Statistics and Probability 8.SP.A.4
4. Understand that patterns of association can also be seen in bivariate categorical data by displaying frequencies and relative frequencies in a two-way table. Construct and interpret a two-way table summarizing data on two categorical variables collected from the same subjects. Use relative frequencies calculated for rows or columns to describe possible association between the two variables. For example, collect data from students in your class on whether or not they have a curfew on school nights and whether or not they have assigned chores at home. Is there evidence that those who have a curfew also tend to have chores?
Sometimes, we can look at a situation and conclude—incorrectly—that one thing causes another.

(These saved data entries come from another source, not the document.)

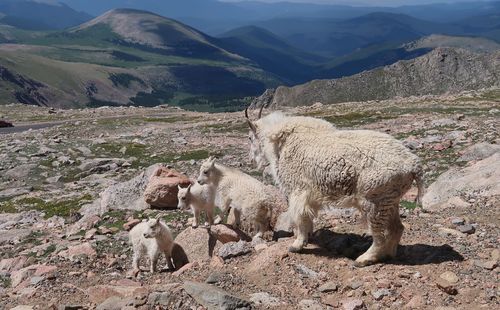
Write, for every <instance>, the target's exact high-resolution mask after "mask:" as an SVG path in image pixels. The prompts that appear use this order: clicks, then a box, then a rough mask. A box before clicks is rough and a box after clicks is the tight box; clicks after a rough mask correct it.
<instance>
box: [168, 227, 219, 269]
mask: <svg viewBox="0 0 500 310" xmlns="http://www.w3.org/2000/svg"><path fill="white" fill-rule="evenodd" d="M175 243H176V245H177V246H178V247H179V248H174V249H173V250H172V251H175V252H178V251H182V252H183V254H184V255H185V256H186V258H187V261H188V262H195V261H208V260H210V259H211V258H212V256H214V253H216V252H214V251H215V250H217V249H218V248H219V247H220V246H221V243H220V242H219V241H218V240H217V237H216V236H215V235H214V234H211V233H210V232H209V230H208V229H207V228H203V227H198V228H192V227H188V228H186V229H185V230H184V231H182V232H181V233H180V234H179V235H177V237H176V238H175ZM176 255H177V253H173V254H172V256H173V257H174V256H176ZM174 264H175V259H174ZM176 266H177V265H176Z"/></svg>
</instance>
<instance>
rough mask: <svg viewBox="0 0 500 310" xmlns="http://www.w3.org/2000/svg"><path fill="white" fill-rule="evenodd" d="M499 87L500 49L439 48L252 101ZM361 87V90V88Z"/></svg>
mask: <svg viewBox="0 0 500 310" xmlns="http://www.w3.org/2000/svg"><path fill="white" fill-rule="evenodd" d="M489 87H500V50H497V51H495V52H492V53H488V54H482V53H480V54H478V53H474V52H471V51H468V50H465V49H460V48H459V49H456V48H444V47H439V48H436V49H434V50H433V51H431V52H430V53H427V54H425V55H423V56H420V57H417V58H415V59H412V60H407V61H399V62H397V63H395V64H393V65H390V66H386V67H383V68H378V69H374V70H371V71H366V72H362V73H359V74H356V75H353V76H350V77H345V78H340V79H333V80H329V79H325V80H315V81H311V82H308V83H305V84H302V85H297V86H293V87H285V86H280V87H278V88H277V89H275V90H268V91H266V92H265V94H264V95H262V96H261V97H259V98H257V99H256V101H255V102H254V103H253V105H254V106H260V105H262V104H265V105H269V106H270V107H279V106H304V105H305V106H307V105H313V104H315V103H317V102H321V103H323V104H333V103H341V102H355V101H368V100H383V99H390V98H394V97H409V96H422V95H443V94H456V93H459V92H462V91H464V90H472V89H481V88H489ZM360 90H362V91H360Z"/></svg>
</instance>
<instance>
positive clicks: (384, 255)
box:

For example, a child might look at the moon each night, listen to the sound of the crickets outside, and think that the moon caused the sound. In fact, he might be able to give a hundred examples of the moon and the sound coexisting. But having two things happen at the same time doesn't necessarily mean that one causes the other.

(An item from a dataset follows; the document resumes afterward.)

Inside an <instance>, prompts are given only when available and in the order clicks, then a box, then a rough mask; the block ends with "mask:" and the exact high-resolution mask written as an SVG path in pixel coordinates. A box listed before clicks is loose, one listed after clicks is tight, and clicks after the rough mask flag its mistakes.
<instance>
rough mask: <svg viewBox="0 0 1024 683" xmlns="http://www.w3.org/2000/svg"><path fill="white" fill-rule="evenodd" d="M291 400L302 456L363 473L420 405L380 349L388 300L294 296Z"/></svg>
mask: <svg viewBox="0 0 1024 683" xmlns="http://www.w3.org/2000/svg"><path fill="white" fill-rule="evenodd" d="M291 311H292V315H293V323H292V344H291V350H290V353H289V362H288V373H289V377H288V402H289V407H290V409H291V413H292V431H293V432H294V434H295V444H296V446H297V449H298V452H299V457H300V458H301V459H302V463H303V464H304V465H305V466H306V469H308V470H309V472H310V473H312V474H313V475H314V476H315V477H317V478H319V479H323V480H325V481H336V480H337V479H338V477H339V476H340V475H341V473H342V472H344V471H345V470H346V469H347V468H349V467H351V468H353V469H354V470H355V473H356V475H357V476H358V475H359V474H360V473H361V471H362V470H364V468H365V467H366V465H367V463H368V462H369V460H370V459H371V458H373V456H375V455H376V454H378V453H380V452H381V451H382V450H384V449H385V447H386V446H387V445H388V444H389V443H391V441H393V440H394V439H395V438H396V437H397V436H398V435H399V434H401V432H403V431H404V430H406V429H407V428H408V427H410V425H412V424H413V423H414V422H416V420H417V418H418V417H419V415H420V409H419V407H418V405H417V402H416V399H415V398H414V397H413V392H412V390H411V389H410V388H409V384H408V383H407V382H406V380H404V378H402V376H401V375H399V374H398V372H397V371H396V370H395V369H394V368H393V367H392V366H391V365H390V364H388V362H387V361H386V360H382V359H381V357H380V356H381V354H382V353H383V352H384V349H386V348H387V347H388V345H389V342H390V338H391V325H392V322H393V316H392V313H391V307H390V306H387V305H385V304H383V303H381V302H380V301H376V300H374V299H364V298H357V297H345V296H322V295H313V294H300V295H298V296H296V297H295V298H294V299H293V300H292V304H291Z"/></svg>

Statistics can be funny like that. They can sometimes be confusing, misleading, and even downright wrong. Of course, there might also be a legitimate tie between two seemingly unrelated pieces of information. Statisticians can experiment enough to find that connection, even if they might not be able to explain it.
Students should know that statistical data can be shown a number of ways, from frequency tables to bar graphs to scatter plots to make the information easier to understand. This depends on the different types of data collected and how it's meant to be interpreted—in totals or in frequencies. Students should know how to construct these tables and how to read them.

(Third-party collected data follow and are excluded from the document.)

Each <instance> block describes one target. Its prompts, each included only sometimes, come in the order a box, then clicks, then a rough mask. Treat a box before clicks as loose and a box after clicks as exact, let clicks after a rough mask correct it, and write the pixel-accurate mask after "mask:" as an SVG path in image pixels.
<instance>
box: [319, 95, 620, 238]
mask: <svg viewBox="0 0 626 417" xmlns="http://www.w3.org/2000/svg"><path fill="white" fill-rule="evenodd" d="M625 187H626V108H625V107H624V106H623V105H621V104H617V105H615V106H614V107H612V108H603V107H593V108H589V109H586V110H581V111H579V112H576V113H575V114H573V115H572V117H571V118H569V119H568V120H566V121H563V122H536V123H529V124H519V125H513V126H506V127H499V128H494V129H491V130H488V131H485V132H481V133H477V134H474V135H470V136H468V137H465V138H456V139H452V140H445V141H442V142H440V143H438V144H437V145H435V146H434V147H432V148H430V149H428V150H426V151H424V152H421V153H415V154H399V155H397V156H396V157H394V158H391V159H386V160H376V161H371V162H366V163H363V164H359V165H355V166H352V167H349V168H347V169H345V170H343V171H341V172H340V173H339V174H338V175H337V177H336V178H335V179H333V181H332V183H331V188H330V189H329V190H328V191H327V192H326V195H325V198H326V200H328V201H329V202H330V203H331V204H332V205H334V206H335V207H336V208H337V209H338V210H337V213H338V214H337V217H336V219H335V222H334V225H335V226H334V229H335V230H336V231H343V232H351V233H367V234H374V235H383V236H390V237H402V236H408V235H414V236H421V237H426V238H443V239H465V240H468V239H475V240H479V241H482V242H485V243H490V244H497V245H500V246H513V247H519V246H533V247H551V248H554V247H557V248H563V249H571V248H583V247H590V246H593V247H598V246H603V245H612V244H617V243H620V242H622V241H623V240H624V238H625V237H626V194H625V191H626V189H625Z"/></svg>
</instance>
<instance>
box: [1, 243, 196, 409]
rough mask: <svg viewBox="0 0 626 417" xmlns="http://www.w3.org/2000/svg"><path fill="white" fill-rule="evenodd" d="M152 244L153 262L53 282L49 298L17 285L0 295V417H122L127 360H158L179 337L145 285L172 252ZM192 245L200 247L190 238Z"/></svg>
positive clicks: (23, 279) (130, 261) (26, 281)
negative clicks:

Students should also know that depending on the data, tables, charts, or scatter plots could make the connections easier to see. But before coming to any conclusions about how these factors interact, students should know to consider any and all factors that might affect the data.
For instance, a study shows that kids who have earlier curfews usually do more chores around the house. While the two might be linked, students should know that having more chores doesn't cause earlier curfews. Is it because of strict parents? Rowdy kids being punished? Or maybe they like mowing the lawn and doing the dishes. (Yeah, right!)
While students can come up with different ways to explain the trends they see in statistical data, they should know that they cannot conclusively determine that one causes another without examining all other factors involved.